Une sorte de pacte tacite a été passé entre les forces salafistes libyennes et le pouvoir tunisien. Ainsi la principale personnalité islamiste en Libye et l’homme du Qatar, Abdelhakim Belhadj, n’obtient pas de visa officiel actuellement pour se rendre en Tunisie. Mais il le fait parfois avec de faux papiers et la bénédiction du patron d’Ennahda, Rached Ghannouchi, son ami de trente ans. Le chef islamiste libyen est depuis toujours au mieux avec le groupe salafiste tunisien Ansar al-Charia, dont le fondateur, Abou Iyadh, a trouvé lui aussi refuge en Libye. Abdelhakim Belhadj dispose de solides réseaux à Tunis, dont des hommes d’affaires généreux. Il est difficile pour le gouvernement tunisien de l’ignorer. Mais il est impossible aussi, compte tenu des réseaux opaques qu’il actionne, de lui faire le moins du monde confiance.

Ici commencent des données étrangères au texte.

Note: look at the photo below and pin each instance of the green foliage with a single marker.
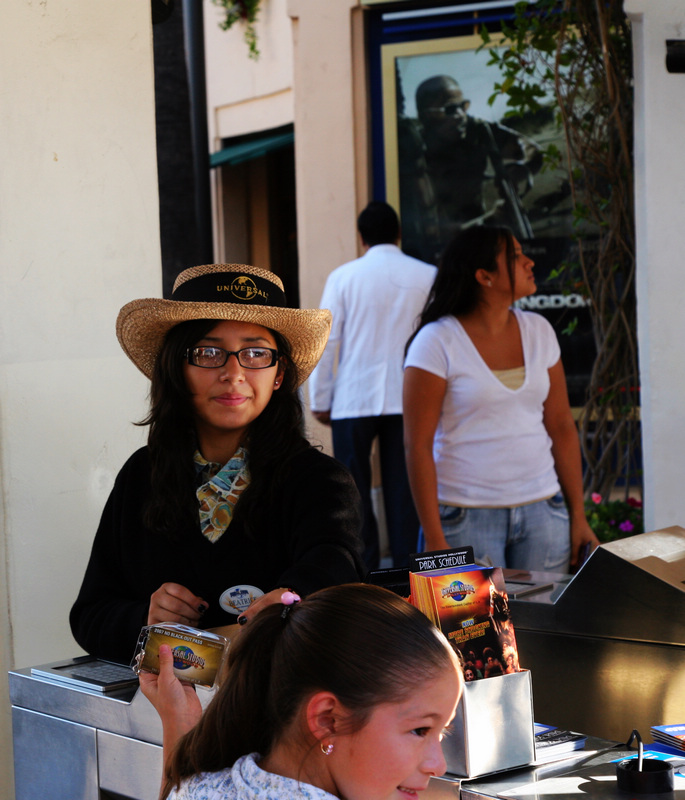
(580, 53)
(242, 11)
(614, 519)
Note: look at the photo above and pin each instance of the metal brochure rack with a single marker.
(606, 647)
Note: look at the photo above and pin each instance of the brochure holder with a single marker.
(493, 729)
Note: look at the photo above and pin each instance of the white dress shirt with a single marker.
(375, 301)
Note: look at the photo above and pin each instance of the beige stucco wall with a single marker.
(243, 94)
(79, 237)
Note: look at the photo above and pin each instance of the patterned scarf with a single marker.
(219, 491)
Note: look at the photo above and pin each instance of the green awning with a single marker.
(246, 151)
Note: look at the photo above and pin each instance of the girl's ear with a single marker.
(483, 277)
(323, 713)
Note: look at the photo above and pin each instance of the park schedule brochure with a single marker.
(470, 606)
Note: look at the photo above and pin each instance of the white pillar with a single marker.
(660, 229)
(79, 237)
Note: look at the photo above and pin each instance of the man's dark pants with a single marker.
(352, 441)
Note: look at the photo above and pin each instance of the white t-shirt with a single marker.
(491, 447)
(245, 780)
(375, 301)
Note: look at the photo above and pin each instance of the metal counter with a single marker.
(448, 787)
(606, 647)
(73, 743)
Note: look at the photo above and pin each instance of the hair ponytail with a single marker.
(362, 643)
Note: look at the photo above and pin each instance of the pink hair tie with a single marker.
(288, 599)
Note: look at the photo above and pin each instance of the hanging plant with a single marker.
(244, 11)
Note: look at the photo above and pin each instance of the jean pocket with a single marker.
(451, 515)
(556, 502)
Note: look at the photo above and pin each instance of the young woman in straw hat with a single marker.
(344, 695)
(228, 505)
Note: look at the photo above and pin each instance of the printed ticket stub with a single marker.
(198, 655)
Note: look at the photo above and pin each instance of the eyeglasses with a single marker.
(451, 109)
(248, 357)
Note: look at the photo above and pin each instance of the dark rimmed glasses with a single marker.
(248, 357)
(452, 109)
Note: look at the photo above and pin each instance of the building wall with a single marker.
(79, 237)
(660, 209)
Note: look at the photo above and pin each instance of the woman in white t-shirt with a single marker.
(492, 449)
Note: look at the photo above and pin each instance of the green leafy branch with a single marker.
(241, 11)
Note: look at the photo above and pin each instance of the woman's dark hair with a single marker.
(364, 644)
(272, 438)
(456, 290)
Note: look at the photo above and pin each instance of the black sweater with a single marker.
(309, 539)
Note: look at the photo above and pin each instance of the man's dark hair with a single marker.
(378, 224)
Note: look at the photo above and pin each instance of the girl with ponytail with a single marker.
(343, 695)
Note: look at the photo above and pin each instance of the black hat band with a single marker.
(230, 287)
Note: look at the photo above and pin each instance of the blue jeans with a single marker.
(531, 537)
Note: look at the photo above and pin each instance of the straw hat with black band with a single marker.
(223, 292)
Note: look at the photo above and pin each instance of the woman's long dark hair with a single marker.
(456, 290)
(362, 643)
(274, 437)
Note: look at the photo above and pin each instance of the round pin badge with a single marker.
(239, 598)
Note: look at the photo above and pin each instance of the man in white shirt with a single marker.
(375, 301)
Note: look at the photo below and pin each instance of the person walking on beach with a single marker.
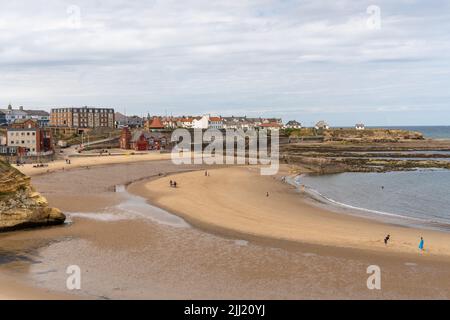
(387, 239)
(421, 243)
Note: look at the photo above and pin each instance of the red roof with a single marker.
(270, 125)
(156, 124)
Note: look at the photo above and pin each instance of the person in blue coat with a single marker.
(421, 244)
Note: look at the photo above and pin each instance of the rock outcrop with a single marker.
(20, 205)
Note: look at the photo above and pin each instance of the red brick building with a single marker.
(28, 136)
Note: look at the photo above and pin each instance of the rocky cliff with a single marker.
(20, 205)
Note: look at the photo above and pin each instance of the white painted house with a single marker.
(207, 122)
(322, 125)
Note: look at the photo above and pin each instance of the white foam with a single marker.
(410, 264)
(96, 216)
(241, 242)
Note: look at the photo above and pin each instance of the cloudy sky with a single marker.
(296, 59)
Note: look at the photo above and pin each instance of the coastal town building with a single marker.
(85, 117)
(186, 122)
(9, 115)
(293, 124)
(206, 122)
(40, 116)
(143, 140)
(273, 126)
(27, 134)
(139, 141)
(170, 122)
(2, 140)
(122, 120)
(154, 124)
(2, 118)
(322, 125)
(125, 138)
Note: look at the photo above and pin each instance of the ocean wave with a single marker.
(315, 194)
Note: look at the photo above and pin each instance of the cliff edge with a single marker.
(20, 205)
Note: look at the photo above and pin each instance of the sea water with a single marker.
(422, 196)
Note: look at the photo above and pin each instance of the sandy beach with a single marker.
(232, 243)
(235, 200)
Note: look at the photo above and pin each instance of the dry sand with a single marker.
(235, 200)
(90, 161)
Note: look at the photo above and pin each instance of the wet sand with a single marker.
(126, 249)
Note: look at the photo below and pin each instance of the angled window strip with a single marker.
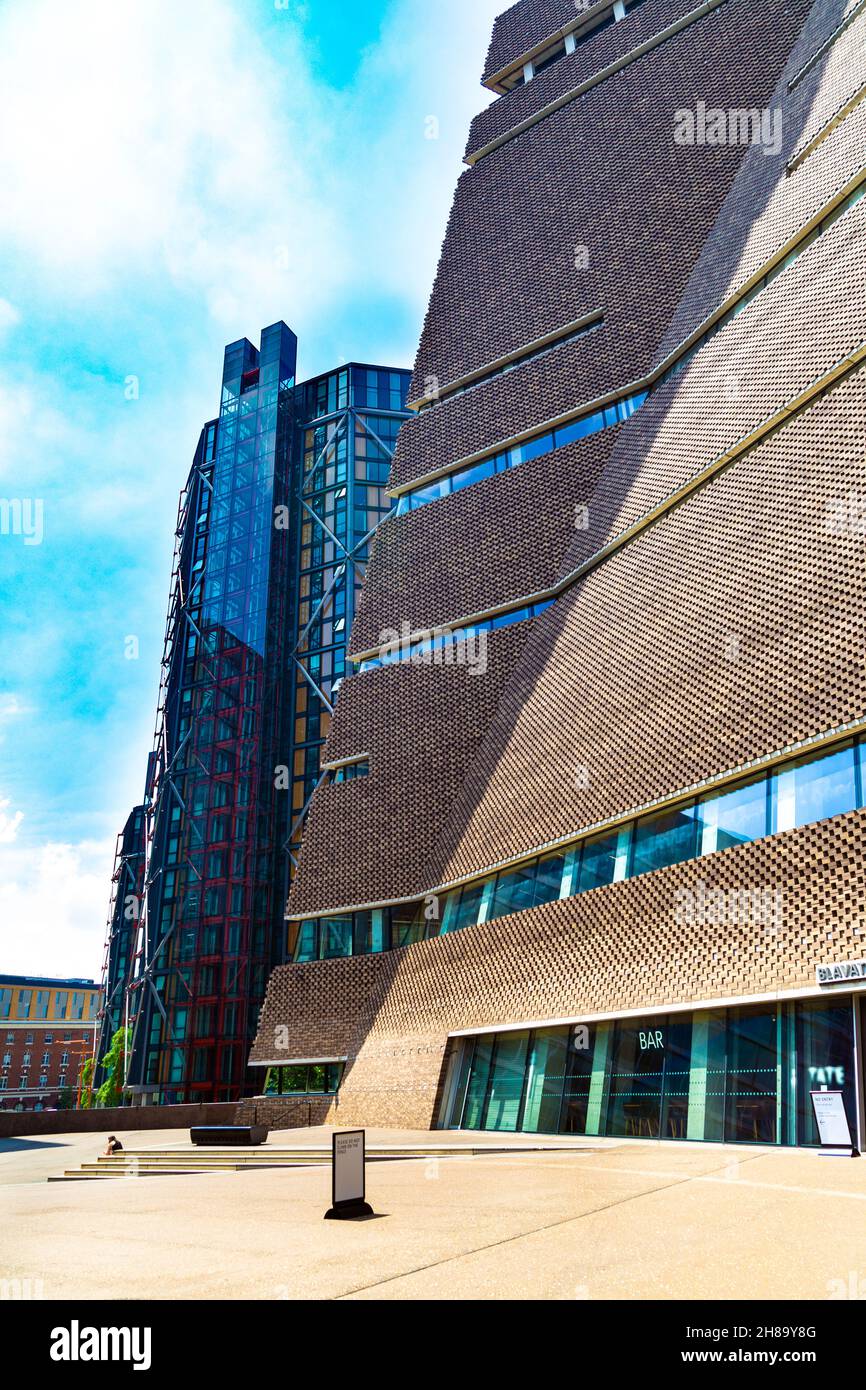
(509, 360)
(542, 438)
(610, 70)
(836, 120)
(741, 805)
(819, 53)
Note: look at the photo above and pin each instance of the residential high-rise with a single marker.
(273, 535)
(605, 873)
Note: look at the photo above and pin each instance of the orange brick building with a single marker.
(587, 852)
(46, 1033)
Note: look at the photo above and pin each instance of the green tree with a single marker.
(114, 1064)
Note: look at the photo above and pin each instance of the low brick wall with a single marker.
(282, 1112)
(121, 1118)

Silence dans les rangs salafistes !
Les responsables de la lutte anti terroriste en Tunisie, soutenus notamment par les Américains, ont réussi à mobiliser leurs troupes et à emporter, ces dernières semaines, de sérieux succès contre les groupuscules jihadistes.

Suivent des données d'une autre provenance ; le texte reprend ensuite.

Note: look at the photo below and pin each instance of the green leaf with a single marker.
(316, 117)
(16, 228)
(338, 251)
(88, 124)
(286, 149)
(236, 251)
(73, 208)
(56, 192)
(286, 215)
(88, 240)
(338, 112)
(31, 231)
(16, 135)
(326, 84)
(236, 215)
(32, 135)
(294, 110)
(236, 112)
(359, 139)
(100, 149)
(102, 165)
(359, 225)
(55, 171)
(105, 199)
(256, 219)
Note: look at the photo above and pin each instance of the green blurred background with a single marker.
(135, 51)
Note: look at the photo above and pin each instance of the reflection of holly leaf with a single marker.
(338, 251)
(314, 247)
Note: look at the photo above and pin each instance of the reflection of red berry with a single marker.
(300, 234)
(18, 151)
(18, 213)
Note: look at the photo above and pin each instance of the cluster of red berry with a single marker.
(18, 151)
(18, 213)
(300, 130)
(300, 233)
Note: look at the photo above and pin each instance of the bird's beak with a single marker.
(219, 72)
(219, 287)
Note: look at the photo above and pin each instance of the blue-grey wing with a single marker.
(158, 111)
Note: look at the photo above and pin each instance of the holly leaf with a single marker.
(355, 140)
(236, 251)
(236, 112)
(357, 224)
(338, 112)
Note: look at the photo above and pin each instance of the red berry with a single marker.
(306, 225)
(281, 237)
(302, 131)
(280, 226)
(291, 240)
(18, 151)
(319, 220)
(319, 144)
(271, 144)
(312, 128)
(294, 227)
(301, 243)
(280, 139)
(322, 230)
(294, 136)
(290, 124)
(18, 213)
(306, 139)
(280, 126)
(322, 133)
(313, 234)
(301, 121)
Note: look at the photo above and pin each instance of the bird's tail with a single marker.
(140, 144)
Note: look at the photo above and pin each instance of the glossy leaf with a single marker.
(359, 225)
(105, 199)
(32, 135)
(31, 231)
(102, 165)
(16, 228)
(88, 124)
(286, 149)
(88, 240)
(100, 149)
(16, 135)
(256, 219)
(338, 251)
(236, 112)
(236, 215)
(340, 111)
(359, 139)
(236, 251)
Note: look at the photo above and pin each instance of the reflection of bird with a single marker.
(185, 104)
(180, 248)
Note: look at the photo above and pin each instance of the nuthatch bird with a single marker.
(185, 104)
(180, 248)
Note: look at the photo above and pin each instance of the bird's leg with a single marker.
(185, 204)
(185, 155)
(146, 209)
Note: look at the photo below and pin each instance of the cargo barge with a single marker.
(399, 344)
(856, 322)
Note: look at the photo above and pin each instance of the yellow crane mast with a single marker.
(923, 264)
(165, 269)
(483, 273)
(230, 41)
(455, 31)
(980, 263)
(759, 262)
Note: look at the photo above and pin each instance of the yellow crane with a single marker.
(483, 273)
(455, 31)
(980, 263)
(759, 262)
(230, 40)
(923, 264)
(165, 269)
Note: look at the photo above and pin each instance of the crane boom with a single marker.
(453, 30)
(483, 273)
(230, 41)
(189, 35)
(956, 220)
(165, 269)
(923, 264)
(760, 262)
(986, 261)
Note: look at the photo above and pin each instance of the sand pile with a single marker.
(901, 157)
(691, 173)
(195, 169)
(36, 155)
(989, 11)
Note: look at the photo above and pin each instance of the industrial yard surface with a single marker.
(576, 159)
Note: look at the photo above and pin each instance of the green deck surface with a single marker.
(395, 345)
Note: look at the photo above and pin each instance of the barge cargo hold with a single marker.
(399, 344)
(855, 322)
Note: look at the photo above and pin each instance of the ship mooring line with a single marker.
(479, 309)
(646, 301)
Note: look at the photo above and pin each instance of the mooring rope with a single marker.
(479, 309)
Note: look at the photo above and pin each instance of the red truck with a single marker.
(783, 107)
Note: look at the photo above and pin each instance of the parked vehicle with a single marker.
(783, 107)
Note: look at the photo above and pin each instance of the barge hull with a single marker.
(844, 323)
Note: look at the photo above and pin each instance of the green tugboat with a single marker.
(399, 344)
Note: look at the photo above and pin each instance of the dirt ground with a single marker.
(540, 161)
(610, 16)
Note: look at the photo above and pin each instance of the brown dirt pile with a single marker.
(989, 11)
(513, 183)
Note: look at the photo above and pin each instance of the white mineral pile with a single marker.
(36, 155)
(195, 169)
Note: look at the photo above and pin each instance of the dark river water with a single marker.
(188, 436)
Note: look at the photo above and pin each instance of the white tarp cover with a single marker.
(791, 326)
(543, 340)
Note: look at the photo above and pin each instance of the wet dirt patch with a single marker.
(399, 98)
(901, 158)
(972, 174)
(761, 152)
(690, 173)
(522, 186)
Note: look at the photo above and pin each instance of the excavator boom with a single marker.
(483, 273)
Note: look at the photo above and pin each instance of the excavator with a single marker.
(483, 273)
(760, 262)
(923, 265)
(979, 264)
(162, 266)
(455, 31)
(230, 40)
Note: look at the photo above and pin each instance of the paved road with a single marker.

Dans les rues, les salafistes se font plus discrets. Ainsi lorsqu’on pénètre, ces temps ci, dans la commune de Sidi Ali Ben Aoun, le fief du mouvement Ansar al-Charia à quelques kilomètres de Sidi Bouzid, où a éclaté le soulèvement populaire contre Ben Ali, on croise bien quelques dizaines de fidèles méfiants à l’heure de la prière. Mais aucune agression verbale face à l’étranger de passage, juste quelques regards inquisiteurs. Le Cheikh aveugle qui anime ici la prière dans la mosquée salafiste s’appelle al-Khatib al-Idrissi, le guide spirituel du mouvement salafiste Ansar al-Charia. Ce saint homme qui s’oppose à la violence…pour l’instant, ne répond plus aux journalistes…depuis deux ans.
Est ce l’heure du repli pour les salafistes ? Ou bien ce calme précède-t-il des soubresauts plus inquiétants venus d’Algérie ou de Libye, ces deux pays si proches, trop proches?